The storage-specific half of erase_subject: it turns a step plus the subject graph’s hop chains
into subject-scoped statements in the caller’s open transaction. The
SQLAlchemy implementation is
ErasureExecutor.
StepExecutor.execute
Section titled “StepExecutor.execute”def execute(session: Session, graph: SubjectGraph, step: ErasureStep, subject_id: SubjectIdentifier) -> intRun one local step scoped to one subject.

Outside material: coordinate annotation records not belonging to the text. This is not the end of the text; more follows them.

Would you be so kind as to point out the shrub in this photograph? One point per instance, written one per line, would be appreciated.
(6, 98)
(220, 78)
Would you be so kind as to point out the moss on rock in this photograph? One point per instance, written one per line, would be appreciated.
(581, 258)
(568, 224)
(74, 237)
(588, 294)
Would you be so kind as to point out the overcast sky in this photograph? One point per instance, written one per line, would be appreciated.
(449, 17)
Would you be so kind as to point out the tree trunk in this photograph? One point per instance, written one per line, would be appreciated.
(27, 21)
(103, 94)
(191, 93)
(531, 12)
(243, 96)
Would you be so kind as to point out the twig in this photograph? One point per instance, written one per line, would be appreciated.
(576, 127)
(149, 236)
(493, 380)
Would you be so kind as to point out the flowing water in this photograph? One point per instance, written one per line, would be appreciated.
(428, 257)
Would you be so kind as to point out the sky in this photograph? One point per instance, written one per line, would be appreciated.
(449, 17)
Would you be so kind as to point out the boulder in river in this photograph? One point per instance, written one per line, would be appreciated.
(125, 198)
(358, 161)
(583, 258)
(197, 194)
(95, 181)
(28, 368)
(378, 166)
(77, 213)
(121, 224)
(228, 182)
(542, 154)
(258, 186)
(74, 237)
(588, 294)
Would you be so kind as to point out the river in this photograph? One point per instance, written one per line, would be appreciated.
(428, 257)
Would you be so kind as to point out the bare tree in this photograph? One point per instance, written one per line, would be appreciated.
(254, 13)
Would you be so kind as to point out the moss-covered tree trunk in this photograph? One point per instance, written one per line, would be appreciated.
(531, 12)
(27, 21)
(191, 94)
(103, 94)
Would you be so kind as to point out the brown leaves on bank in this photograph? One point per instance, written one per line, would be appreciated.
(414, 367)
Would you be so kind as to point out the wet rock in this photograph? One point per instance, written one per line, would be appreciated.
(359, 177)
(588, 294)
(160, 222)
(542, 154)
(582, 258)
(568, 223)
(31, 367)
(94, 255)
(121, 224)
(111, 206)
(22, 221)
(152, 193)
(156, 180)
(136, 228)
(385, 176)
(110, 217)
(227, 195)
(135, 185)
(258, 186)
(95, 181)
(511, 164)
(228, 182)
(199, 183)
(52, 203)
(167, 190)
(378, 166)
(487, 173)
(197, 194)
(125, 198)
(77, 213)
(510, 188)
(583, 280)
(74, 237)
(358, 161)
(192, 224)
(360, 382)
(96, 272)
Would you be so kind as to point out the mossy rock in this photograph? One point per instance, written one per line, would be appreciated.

Implementations must never commit or roll back the session — the
step is durable exactly when the caller’s transaction is. DELETE
removes the matched rows, ANONYMIZE rewrites the step’s columns
with irreversible surrogates, and RETAIN touches nothing and
only counts what stays.
Args:
- session (
Session): The caller’s open session. - graph (
SubjectGraph): Resolved hop chains from each table to the subject. - step (
ErasureStep): The local step to run. - subject_id (
SubjectIdentifier): The subject identifier (single-columnstror compositeCompositeSubjectId).
Returns:
int— The number of rows the step covered (deleted, anonymized, orint— counted as retained).
Raises:
ConfigurationError— If the step is external — resolver calls never run inside the local transaction.